An der Seite von Trainer Markus Kauczinski formte Todt ab 2013 aus dem Aufsteiger eine Mannschaft, die zwei Jahre später nur um wenige Sekunden den Relegationssieg gegen den HSV verpasste. Ein Jahr später ging Kauczinski nach Ingolstadt – es war auch für Todt das vorläufige Ende in Karlsruhe, nachdem sein enger Vertrauter weg war. „Die Zusammenarbeit mit Jens war perfekt“, sagte Kauczinski am Montag im Gespräch mit dem Abendblatt. „Er ist zuverlässig, weitsichtig, hat immer einen Plan und verfügt über ein großes Netzwerk.“ Kauczinski lobt zudem die menschliche Seite des Hamburger Neuzugangs. „Er war immer sehr nah an der Mannschaft. Für mich als Trainer war er ein angenehmer Gesprächspartner, der auch über den Tellerrand schaut.“
Todt steht erstmals Geld zur Verfügung
Kauczinski meint damit auch die Aktivitäten des Managers auf dem asiatischen Transfermarkt. Nachdem Todt 2009 als Nachwuchschef des HSV zurücktrat, reiste er häufig nach Japan, um dort den Fußball zu beobachten und sich ein Netzwerk aufzubauen. Sowohl in Bochum als auch in Karlsruhe profitierte er davon. Zum VfL holte er 2011 Takashi Inui für 500.000 Euro aus Osaka. Ein Jahr später verkaufte er den Japaner für die dreifache Summe nach Frankfurt. Zum KSC lotste er 2014 den japanischen Spielmacher Hiroki Yamada für schlanke 400.000 Euro.

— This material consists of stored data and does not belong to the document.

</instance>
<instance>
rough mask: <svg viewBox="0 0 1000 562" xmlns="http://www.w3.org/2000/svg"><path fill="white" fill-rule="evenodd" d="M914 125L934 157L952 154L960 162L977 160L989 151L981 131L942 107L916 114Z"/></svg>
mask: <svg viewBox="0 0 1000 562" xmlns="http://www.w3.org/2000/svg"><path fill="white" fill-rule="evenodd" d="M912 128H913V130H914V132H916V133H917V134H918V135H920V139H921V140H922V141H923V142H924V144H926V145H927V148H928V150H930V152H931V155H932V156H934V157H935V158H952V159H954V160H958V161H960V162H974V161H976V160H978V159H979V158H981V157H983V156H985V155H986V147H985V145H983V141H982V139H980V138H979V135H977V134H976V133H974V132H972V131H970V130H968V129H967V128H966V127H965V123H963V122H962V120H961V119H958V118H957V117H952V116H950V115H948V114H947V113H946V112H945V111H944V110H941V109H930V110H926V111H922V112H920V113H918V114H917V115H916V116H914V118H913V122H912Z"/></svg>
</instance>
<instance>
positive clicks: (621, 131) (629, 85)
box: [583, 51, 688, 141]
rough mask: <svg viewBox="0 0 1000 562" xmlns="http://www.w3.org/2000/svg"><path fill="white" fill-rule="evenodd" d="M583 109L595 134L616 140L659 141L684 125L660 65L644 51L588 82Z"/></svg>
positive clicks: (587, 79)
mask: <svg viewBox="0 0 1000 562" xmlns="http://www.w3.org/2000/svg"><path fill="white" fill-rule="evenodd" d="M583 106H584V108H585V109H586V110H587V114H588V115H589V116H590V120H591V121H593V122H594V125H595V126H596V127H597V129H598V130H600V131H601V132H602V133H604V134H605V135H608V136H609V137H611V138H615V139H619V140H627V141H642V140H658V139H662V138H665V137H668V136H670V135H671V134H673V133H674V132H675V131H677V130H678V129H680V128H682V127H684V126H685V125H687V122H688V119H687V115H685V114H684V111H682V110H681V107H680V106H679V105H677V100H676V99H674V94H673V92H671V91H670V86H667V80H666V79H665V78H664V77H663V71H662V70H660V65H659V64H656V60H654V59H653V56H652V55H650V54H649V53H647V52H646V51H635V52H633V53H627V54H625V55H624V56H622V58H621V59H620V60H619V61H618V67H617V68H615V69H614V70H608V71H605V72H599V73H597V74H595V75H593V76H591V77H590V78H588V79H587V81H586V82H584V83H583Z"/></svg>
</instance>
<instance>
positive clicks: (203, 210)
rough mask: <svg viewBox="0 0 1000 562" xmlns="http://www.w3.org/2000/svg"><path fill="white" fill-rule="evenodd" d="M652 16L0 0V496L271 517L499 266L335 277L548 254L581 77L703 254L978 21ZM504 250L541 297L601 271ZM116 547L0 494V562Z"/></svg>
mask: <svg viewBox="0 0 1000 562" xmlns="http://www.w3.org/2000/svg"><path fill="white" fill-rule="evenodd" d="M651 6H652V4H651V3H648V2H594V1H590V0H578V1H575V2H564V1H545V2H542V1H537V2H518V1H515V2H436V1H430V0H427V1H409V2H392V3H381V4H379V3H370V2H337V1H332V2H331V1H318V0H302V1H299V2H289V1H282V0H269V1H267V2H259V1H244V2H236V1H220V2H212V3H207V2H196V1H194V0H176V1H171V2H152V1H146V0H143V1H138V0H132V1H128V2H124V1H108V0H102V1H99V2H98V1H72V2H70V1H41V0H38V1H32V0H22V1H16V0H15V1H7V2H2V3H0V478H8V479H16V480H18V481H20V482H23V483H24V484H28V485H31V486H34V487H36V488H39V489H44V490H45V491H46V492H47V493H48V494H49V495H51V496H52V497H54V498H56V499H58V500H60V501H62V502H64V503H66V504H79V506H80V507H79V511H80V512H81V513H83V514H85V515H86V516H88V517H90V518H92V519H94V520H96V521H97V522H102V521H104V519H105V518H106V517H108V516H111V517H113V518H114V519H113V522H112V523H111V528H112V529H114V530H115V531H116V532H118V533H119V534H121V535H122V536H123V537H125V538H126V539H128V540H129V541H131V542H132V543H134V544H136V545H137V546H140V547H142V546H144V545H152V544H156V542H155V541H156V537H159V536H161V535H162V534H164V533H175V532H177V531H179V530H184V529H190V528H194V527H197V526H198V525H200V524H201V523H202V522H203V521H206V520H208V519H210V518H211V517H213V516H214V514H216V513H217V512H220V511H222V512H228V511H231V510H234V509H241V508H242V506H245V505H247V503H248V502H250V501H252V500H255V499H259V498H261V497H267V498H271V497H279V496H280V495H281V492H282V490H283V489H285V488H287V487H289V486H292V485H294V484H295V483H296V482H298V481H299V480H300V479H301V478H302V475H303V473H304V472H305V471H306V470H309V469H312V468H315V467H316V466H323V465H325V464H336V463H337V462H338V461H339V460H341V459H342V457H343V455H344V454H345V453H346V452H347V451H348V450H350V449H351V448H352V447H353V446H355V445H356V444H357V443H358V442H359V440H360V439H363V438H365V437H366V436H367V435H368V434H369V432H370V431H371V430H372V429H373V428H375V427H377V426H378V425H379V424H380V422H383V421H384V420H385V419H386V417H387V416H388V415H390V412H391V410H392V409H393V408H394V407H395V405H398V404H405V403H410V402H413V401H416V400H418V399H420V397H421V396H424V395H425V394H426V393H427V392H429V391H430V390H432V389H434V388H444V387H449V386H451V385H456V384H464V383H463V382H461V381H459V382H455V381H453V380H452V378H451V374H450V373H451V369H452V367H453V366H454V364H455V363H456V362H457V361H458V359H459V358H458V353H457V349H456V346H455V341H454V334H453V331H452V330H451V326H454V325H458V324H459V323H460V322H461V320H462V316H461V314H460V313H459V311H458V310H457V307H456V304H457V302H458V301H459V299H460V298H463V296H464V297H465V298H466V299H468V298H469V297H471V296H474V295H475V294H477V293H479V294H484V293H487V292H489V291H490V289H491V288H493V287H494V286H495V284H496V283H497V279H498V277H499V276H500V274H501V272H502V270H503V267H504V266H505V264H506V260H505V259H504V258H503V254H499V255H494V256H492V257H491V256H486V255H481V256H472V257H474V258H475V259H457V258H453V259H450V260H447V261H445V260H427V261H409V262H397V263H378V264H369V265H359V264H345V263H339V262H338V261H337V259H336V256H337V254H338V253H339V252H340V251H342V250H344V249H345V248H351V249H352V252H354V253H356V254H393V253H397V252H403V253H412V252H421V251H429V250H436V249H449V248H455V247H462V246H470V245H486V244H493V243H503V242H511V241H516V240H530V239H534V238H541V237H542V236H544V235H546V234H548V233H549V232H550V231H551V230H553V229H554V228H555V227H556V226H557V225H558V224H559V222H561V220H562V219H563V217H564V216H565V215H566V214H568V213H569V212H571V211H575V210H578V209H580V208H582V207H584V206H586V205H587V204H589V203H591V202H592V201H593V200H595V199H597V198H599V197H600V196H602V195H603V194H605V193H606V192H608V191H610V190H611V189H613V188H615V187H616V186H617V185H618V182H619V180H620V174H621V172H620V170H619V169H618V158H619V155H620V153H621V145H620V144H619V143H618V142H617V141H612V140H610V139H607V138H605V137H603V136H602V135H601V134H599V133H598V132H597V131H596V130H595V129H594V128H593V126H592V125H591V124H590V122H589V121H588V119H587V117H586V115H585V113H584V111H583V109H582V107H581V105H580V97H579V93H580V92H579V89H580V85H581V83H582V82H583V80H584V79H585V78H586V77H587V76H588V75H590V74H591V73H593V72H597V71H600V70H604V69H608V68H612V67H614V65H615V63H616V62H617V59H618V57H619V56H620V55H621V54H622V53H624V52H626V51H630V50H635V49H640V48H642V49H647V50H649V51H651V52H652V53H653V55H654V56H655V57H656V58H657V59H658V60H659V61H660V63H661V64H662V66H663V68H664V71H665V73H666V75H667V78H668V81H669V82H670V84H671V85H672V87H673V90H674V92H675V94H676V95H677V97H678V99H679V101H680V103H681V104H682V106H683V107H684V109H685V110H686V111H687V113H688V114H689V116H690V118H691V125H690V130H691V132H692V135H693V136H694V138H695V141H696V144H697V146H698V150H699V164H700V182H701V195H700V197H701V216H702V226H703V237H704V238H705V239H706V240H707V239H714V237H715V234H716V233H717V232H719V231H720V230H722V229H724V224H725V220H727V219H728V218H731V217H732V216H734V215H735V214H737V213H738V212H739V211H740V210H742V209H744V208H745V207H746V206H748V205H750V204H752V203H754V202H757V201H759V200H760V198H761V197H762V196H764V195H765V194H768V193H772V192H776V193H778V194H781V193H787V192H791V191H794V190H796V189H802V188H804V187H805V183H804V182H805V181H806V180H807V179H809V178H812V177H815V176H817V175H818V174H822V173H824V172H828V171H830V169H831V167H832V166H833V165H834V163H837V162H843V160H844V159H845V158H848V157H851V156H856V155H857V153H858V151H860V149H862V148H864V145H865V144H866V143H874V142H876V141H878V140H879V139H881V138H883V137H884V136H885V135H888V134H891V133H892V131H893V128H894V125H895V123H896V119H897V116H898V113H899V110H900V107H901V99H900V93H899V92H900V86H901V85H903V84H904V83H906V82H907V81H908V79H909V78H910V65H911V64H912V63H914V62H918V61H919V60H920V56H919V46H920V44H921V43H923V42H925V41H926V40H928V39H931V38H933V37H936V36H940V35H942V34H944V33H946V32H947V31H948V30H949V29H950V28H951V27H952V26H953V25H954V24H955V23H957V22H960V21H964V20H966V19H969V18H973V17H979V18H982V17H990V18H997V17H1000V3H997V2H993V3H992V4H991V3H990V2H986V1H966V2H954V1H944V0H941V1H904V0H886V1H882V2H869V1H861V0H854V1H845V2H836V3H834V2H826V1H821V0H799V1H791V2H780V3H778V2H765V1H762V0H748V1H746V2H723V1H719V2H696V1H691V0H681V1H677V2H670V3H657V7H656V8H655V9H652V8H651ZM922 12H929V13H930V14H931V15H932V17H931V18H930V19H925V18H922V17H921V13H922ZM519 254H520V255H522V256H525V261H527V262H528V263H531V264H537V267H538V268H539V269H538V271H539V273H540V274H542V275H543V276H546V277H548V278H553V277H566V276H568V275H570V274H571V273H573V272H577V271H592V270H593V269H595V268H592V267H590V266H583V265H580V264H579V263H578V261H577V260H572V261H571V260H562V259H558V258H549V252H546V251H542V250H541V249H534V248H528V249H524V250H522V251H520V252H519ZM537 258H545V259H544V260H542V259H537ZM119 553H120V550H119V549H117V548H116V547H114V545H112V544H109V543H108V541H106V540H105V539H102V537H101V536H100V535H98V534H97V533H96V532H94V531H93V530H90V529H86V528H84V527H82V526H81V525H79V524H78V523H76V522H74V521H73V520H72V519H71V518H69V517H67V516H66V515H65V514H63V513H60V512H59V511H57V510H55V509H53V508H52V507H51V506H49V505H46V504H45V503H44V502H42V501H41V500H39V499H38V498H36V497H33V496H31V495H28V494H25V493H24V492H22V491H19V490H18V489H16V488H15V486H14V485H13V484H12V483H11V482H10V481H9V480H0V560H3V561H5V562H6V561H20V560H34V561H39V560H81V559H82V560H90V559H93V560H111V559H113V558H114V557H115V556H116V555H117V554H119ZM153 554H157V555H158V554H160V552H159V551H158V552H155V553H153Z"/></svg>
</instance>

In höheren Größenordnungen konnte sich Todt in der Zweiten Liga nur ganz selten bewegen. Beim HSV wird sich das ändern. In der Theorie hat der Club aktuell zwar rund 100 Millionen Euro Verbindlichkeiten und müsste dringend sparen. In der Praxis hat der Club an seiner Seite Investor Klaus-Michael Kühne, der dem HSV helfen würde, zwei weitere Defensivspieler zu finanzieren, um die Liga zu halten.
Berühmte Worte nach der Relegation
Kauczinski traut Todt zu, im komplexen HSV-System die richtigen Entscheidungen zu treffen. „Natürlich ist Hamburg eine andere Hausnummer, aber Jens weiß, wie der Hase läuft. Der HSV hat eine sehr gute Wahl getroffen.“ Wer mit Kauczinski über Todt spricht, der merkt schnell, dass die gemeinsamen Erfolge und die Erlebnisse in der Relegation die beiden zusammengeschweißt haben. „Obwohl der HSV letztlich die Klasse gehalten hat, war das eine geile Zeit“, sagt Kauczinski.
Todt sagte damals nach dem umstrittenen Freistoßpfiff vor dem 1:1 und der Niederlage nach Verlängerung die oft zitierten Worte: „Man kann gar nicht so viel essen, wie man kotzen möchte.“ Nun soll ausgerechnet Todt dazu beitragen, dass dem HSV der Klassenerhalt auch ohne Relegation gelingt.